黒虎毛の犬の獣人に羽交い締めされている、歳の頃は十七八の小柄な男。無表情ではあるが、整った容貌(かお)をしている。

「は? ホント、希海(きみ)って戦闘能力低くてヤんなる。……放してやって。コッチも勘弁してやるし」

言いつつも、しっかりセキの腹に打ち込まれた拳は、「勘弁してやる」の意味に添ってか、ただの「女の拳」ではあった。
見た目よりも重い打撃を受けつつ身体は堪えたが、セキは、視線の先、消えていた犬貴が現れたことにホッとした。

(犬貴殿に何かあったら咲耶様に面目ないと思ったが)

無用な心配だった。
セキの窮地を救い、黒い神獣・紅の弱点であるはずの(つい)を捕らえてくれたのだから。

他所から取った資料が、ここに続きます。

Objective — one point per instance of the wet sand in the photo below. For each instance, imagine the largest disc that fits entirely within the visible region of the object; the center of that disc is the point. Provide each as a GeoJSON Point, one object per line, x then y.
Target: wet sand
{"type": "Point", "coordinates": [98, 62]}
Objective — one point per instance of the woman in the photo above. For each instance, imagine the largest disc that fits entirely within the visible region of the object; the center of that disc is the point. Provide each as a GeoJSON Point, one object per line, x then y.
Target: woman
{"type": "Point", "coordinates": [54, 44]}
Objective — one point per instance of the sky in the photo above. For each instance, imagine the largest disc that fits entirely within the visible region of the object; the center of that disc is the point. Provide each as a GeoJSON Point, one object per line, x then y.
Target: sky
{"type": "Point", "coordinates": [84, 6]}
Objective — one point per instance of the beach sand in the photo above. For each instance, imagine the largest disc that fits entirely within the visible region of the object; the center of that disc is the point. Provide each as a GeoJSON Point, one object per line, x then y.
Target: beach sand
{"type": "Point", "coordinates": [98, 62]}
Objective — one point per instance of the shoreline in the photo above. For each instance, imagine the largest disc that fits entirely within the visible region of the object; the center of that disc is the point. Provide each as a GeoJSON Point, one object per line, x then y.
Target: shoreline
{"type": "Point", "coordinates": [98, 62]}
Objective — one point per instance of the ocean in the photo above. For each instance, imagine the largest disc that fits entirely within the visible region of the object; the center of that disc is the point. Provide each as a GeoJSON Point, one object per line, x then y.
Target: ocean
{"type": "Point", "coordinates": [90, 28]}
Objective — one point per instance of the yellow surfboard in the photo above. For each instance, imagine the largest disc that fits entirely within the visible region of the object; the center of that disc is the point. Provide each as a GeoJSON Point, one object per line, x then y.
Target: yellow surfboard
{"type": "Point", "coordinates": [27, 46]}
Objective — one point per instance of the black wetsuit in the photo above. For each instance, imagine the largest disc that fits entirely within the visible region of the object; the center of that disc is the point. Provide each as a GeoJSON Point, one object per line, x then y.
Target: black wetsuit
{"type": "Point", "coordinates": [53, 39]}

「……我らはそちらと話がしたいだけ。ご了承願おうか」
「分かったって言ってるだろ! 希海は非力なんだぞっ」

犬貴が念を押すと、紅の表情にあせりが見てとれた。

薄まりつつある霧のなか、改めて見た紅の顔には、左半分を黒い模様が覆っていた。
セキには一瞬、理解に苦しんだが、ひょっとしたらこの模様を紅本人が嫌い、自らを『醜女』と思っているのかもしれない。